• Question: why is everyone scared of spiders?

    Asked by alana13 to Alan, Caspar, Murray, Sarah on 24 Mar 2011.
    • Photo: Alan Winfield

      Alan Winfield answered on 24 Mar 2011:


      I’ve no idea. I’m not! I’m always the one who has to take them outside. I try and get them to go into my hands but it’s hardly surprising that they don’t want to – compared to the size of a spider you and me and like vast giants. Even our hands are huge to a spider!

    • Photo: Sarah Thomas

      Sarah Thomas answered on 24 Mar 2011:


      I’m not sure where Arachnophobia comes from but maybe there is an evolutionary psychology reason for it?

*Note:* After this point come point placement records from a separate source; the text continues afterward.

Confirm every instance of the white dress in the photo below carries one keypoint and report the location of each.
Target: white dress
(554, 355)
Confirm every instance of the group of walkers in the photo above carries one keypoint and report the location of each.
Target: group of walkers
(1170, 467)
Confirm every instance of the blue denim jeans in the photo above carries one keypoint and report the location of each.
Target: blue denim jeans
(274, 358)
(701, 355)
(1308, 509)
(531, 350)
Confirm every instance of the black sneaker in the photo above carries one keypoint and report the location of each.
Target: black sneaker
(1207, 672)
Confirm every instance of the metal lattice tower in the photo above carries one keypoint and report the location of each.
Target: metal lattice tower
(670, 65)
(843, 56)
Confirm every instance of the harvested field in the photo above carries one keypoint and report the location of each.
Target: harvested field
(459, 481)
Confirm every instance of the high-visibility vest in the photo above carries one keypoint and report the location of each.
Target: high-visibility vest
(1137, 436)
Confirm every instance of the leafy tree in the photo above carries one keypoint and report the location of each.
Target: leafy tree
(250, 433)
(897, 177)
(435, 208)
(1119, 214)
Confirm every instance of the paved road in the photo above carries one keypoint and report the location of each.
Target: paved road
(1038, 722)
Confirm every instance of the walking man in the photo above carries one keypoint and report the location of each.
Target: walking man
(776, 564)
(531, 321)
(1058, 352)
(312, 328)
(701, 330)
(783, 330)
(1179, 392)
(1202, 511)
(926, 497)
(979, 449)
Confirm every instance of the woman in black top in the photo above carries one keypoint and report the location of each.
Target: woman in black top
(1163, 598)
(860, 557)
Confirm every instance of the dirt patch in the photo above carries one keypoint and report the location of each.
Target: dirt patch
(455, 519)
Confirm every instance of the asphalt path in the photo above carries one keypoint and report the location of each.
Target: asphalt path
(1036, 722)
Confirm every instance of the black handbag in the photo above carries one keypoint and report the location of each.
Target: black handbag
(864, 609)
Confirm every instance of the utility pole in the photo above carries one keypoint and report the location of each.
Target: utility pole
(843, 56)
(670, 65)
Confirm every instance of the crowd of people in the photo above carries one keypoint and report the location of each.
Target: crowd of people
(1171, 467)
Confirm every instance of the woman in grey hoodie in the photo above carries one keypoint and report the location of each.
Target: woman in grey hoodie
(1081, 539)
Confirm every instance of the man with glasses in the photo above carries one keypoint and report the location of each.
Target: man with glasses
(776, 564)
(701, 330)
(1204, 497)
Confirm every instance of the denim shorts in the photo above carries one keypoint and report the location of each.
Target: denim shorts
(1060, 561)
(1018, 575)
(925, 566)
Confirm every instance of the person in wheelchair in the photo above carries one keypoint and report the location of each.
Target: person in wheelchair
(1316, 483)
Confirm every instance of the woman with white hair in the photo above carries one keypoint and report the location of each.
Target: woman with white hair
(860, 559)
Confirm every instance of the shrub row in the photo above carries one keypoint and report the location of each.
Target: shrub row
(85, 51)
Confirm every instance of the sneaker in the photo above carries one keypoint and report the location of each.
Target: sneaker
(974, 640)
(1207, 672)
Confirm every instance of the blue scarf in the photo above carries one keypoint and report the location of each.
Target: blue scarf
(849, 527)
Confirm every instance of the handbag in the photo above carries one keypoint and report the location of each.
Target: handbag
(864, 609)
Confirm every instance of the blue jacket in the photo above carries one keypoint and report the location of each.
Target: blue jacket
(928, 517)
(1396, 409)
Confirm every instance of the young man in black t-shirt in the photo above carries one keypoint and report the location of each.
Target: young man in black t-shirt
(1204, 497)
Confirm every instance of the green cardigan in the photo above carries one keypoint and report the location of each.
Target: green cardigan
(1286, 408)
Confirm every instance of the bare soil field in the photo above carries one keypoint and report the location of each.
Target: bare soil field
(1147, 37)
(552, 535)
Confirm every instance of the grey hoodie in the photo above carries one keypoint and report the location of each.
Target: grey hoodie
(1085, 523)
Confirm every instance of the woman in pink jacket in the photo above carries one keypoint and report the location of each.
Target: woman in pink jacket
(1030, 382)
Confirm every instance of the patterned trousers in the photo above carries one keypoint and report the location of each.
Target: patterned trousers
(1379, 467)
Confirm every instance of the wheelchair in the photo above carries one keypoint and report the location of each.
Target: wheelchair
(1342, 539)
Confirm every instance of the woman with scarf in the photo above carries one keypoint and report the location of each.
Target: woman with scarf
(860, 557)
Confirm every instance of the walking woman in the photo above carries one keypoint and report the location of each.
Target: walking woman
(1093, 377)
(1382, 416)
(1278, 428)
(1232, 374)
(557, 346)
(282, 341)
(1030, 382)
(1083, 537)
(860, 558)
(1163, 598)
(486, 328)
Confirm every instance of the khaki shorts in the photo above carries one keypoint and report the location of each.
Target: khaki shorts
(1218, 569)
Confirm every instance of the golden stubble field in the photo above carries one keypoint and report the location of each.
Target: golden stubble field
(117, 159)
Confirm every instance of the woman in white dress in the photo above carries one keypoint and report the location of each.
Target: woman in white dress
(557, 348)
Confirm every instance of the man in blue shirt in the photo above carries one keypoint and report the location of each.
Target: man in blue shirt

Maybe the presence of venomous spiders in the world led to the evolution of a fear of spiders or made it easy for us to get spooked by them?

    • Photo: Murray Collins

      Murray Collins answered on 24 Mar 2011:


      Well – we may

      a) learn to be afraid of them, from our parents, from popular culture (story books about incy wincy spider & films like Arachnaphobia); or

      b) actually have some degree of ‘hardwiring’ to be afraid of certain types of creatures. Some spiders are quite dangerous to humans, or are at least very painful to be bitten by. So there may have been selective pressure on humans in our evolutionary past to avoid dangerous animals.

      I suspect that it is probably a combination of these two things. I have often wondered about this as my flat mates have run screamnig from a little spider! That said, I am not completely fine with touching spiders myself. There are 13 species in the UK that can actually bite you.